Le 6 février dernier, l’assassinat de Chokri Belaid a été la goutte qui a fait déborder le vase. L’exécution par balle devant son domicile de ce chef charismatique et respecté du Parti unifié des patriotes démocrates, un parti d’extrême gauche, a fait sombré la Tunisie dans le deuil.
Mais les Tunisiens ne se sont pas laissés faire. D’autres batailles se poursuivent dans ce pays qui a mis en branle le printemps arabe. Il y a eu les poursuites contre plusieurs médias et journalistes dans l’espoir de les museler. En vain! Et récemment, il y a eu l’affaire Habib Kazdaghli, doyen de la faculté des lettres, des arts et des humanités de la Manouba, une ville de la banlieue nord-ouest de Tunis.
Depuis l’an dernier, après l’interdiction du port du niqab dans les salles de cours par le conseil scientifique de la faculté, cette université est malmenée par des salafistes. Le 6 mars 2012, deux étudiantes portant le niqab avaient fait irruption dans le bureau du doyen pour protester contre cette interdiction. L’une d’elles aurait carrément saccagé le bureau, selon le doyen qui avait porté plainte contre les deux étudiantes. Pourtant, Habib Kazdaghli s’était retrouvé au banc des accusés. Une des deux étudiantes l’a accusé de l’avoir giflé.

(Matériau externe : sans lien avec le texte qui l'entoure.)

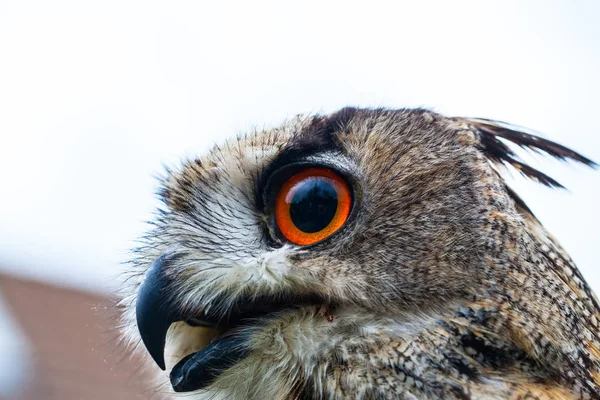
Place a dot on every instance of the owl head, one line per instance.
(278, 245)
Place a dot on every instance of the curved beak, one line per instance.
(156, 310)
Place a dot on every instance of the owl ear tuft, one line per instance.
(491, 132)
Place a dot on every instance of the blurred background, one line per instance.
(96, 97)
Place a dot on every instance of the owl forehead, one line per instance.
(218, 194)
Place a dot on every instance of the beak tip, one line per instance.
(154, 313)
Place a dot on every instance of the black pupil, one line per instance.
(313, 206)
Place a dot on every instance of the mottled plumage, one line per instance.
(441, 284)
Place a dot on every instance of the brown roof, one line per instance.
(74, 344)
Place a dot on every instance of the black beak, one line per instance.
(155, 309)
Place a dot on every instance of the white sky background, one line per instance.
(96, 96)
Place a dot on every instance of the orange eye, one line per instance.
(312, 205)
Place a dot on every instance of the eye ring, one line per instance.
(312, 205)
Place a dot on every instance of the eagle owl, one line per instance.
(366, 254)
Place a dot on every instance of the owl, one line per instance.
(365, 254)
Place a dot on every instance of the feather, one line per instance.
(491, 132)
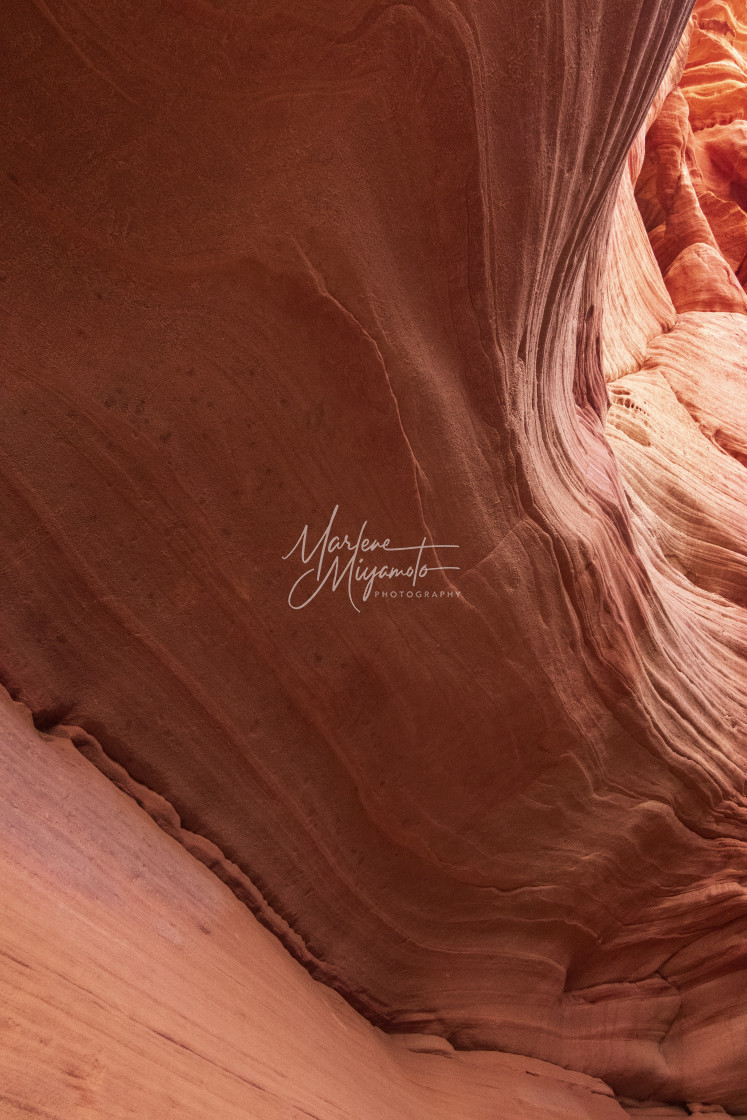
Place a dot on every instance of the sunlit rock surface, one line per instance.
(469, 273)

Face à l’absurde de ce procès, la Tunisie progressiste a livré une véritable mobilisation. La société civile tunisienne a fédéré ses forces autour d’un comité de défense d’une quarantaine d’avocats. après plus d’un an d’audiences et de procédure kafkaïennes, le doyen de la faculté des lettres de La Manouba a été acquitté en première instance.
Comme l’ont rapporté plusieurs médias locaux et étrangers qui ont couvert cette poursuite emblématique, les défenseurs de Habib Kazdaghli craignaient une instrumentalisation du procès. Le parquet a requalifié les faits à la première audience, aggravant la peine encourue, comme l’a relaté la journaliste Élodie Auffray du quotidien français Libération. Heureusement, le tribunal a fait preuve de patience et a vraiment essayé de découvrir la vérité, comme l’a relevé le doyen à la journaliste française.
Quant aux deux étudiantes plaignantes, elles ont écopé de deux mois de prison avec sursis pour «atteinte à la dignité d’un fonctionnaire». Celle qui aurait saccagé le bureau du doyen a eu deux autres mois de plus de peine. À suivre.